From time to time, some malware propagation campaigns reach high propagation levels in one or several countries during a few days. In those cases, the users are specially vulnerable if they don’t protect their systems properly.

We have seen one of these scenarios during last week, when we observed a huge increase in detections of the Nemucod trojan, a threat that usually tries to download another malware from the internet. Those detections ratios were very high in some countries but also globally, and could indicate a campaign that is not focused on one country in particular but trying to affect as many users as possible throughout the world.

You’ve got an (infected) email

As with many other malware campaigns that we’ve analyzed recently, the attackers used the email as the attack vector. Posing as a fake invoice, they try to convince the users into opening an attached ZIP file. The sender of the email is usually another user that has been affected previously so the malware continues to propagate as long as it has possible victims.

correo

If we open the attached ZIP file we find a difference compared to recently analyzed samples. Instead of finding an EXE file, the ZIP container has a Javascript file inside. This technique might have been used by the attackers to avoid detection in some mail scanners and reach as many victims as possible.

unzip_ransom

Using Javascript to download the payload

Anyway, a Javascript file is something that a user can execute and can be as dangerous as an EXE file. If we take a look at the code of the file we find several interesting things. One is that most of the variables used seems to be using random names. Also, we found two arrays in the code that could be a way of obfuscating the IPs or web addresses used by these criminals to spread the malware.

javascript

In fact we found two domains that were used to spread a new variant of Teslacrypt ransomware (detected by ESET as Win32/Filecoder.EM) among other threats. One of these domains belongs to a compromised German website but the other was created recently as we can see in this whois info.

whois_russia

In fact, this web contained nothing but a warning saying that the web was empty because the site was just being created. We cannot say for sure that the web was generated just for spreading the threat but the registration date of the domain is suspicious at least.

domain_russia

Infection of the user by Teslacrypt

As we have already said, one of the malwares that was being downloaded from the malicious or compromised web sites was a variant of the Teslacrypt ransomware. The malicious file was an executable with just numbers as a name.

descarga_malware

If the victim executes this file, the ransomware begins to encrypt some types of files usually used to store images, videos, office files and more, launching the following screen in the web browser when it finishes. This template has been used by other ransomware families and explains to the victims that they need to pay a ransom if they want to recover their personal files.

Teslacrypt

There is also another TXT file generated in each folder that contains encrypted files. In this TXT we can read similar instructions to the ones found in the HTML file but also some contradictions. For example, in the HTML file says that the ransomware is using RSA-2048 encryption, while in the TXT file it says that the encryption used is RSA-4096.

mensaje_ransom

This can be explained by the use of the template of other families of ransomware like Cryptowall. Anyway, despite of the encryption algorithm used, most of the times the files can’t be reversed to its original state so the customer loses access to this information.

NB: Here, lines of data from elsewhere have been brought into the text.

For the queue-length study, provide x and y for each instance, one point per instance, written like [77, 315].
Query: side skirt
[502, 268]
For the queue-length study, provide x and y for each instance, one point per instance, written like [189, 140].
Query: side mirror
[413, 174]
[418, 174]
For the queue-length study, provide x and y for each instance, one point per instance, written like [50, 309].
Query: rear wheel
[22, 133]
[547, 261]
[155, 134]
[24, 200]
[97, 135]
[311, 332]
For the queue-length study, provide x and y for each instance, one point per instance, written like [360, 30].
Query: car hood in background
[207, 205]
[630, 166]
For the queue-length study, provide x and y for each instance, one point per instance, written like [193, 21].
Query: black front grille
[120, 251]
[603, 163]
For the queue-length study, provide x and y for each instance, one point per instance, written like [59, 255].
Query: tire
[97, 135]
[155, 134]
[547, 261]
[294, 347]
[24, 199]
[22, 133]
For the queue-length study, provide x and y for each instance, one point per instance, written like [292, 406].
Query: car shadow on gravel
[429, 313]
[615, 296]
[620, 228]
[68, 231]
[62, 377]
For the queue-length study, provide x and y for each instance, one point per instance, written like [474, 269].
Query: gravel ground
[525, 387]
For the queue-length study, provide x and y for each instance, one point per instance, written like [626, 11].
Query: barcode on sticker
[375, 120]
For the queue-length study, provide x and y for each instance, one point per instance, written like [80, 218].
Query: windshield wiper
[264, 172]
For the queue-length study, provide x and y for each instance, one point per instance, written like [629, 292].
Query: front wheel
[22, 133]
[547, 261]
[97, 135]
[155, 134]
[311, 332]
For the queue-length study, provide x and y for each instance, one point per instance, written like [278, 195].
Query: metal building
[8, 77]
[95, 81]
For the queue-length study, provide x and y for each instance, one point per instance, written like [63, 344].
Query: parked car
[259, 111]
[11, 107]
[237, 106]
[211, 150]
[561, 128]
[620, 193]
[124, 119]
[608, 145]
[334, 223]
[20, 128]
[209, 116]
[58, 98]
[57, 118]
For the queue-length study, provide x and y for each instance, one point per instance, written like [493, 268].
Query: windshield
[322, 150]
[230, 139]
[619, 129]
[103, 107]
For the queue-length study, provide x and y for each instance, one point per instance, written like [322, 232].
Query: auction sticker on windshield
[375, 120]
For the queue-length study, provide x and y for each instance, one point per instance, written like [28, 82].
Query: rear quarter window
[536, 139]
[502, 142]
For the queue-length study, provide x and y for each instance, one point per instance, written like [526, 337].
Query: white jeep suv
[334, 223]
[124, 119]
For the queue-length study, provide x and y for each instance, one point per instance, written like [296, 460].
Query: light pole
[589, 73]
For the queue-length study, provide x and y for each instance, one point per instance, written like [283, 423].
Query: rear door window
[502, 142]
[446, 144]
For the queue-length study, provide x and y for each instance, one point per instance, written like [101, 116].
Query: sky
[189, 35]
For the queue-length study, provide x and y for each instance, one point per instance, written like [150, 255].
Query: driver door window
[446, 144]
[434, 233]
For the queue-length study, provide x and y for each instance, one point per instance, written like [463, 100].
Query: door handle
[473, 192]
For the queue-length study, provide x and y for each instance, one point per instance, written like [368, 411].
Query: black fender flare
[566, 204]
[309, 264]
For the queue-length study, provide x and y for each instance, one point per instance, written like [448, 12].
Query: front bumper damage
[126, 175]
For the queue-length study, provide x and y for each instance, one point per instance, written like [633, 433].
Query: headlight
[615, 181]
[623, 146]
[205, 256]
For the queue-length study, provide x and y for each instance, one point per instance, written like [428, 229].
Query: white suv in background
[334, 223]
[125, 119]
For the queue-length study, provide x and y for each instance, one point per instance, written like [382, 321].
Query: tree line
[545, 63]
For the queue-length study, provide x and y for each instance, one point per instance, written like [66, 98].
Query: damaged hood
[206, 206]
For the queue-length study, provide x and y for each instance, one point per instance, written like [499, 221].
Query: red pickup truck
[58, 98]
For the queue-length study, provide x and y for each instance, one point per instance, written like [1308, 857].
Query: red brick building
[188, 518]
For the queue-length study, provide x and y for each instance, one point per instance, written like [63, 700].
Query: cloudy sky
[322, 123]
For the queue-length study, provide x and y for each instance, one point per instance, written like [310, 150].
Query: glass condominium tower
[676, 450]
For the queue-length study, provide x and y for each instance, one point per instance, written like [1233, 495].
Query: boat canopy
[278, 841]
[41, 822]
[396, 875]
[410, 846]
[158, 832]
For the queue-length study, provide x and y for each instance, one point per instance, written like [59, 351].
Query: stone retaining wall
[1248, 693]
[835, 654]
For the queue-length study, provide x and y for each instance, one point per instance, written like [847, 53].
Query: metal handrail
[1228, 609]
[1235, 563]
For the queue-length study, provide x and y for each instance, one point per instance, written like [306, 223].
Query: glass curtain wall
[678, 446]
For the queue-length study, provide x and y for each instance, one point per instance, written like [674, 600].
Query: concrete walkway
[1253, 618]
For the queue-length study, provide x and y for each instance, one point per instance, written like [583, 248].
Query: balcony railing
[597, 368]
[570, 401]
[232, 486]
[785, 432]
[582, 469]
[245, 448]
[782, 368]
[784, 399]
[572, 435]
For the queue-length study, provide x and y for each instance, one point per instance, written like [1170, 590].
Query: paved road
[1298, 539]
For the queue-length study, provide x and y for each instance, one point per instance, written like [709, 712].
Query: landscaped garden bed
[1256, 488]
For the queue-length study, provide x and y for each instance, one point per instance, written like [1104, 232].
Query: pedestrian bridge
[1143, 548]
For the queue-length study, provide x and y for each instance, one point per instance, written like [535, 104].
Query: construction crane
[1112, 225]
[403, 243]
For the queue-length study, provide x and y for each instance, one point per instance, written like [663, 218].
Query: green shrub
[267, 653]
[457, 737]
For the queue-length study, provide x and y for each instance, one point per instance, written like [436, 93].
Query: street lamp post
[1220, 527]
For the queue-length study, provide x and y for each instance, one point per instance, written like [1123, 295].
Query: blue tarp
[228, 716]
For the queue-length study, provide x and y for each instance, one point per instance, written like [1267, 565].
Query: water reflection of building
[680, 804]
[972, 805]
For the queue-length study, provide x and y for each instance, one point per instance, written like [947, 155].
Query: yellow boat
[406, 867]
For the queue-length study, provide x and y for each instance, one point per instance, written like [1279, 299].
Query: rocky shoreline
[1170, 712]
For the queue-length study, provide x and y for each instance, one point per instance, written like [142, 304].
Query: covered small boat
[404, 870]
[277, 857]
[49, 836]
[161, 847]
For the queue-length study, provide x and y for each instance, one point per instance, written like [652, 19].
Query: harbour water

Nemucod impact around the world

This malware propagation campaign has been quite interesting because the detection rates have been unusually high. We have seen peaks as high as more than 10% globally, but the impact has been much higher in some specific countries. In Europe we saw detection ratios of this threat above 20% in several countries (23% in Spain or 30% in Italy, for example).

In other regions such as the Americas we saw a lower detection ratio but also higher than usual (around 14% in Argentina or 15% in the US and Canada).

nemucod_grafica

But the highest infection ratio detected was, by far, in Japan. During more than two days Nemucod detections reached above 75% percent of detections in that country. We still have to investigate why the detection was so high in Japan but it has been something that we have not seen in a very long time.

nemucod_mapa

Conclusion

This new malware campaign didn’t affected as many users as previous ones but the detection rates shows us that, for some days, the amount of emails used to spread the threats had to be significantly high to achieve those percentages.

The fact that the numbers of affected users has not been as high as previous ransomware campaigns despite the elevated number of detections is good news. It means that the users are using protection measures capable of detecting new threats and it can also mean that they are not executing suspicious files attached to emails as the one we’ve analyzed.

Anyway, we still can improve our security measures and, to avoid problems created by a ransomware infection, one of those measures has to be an updated backup of all our important files in order to recover them as soon as possible.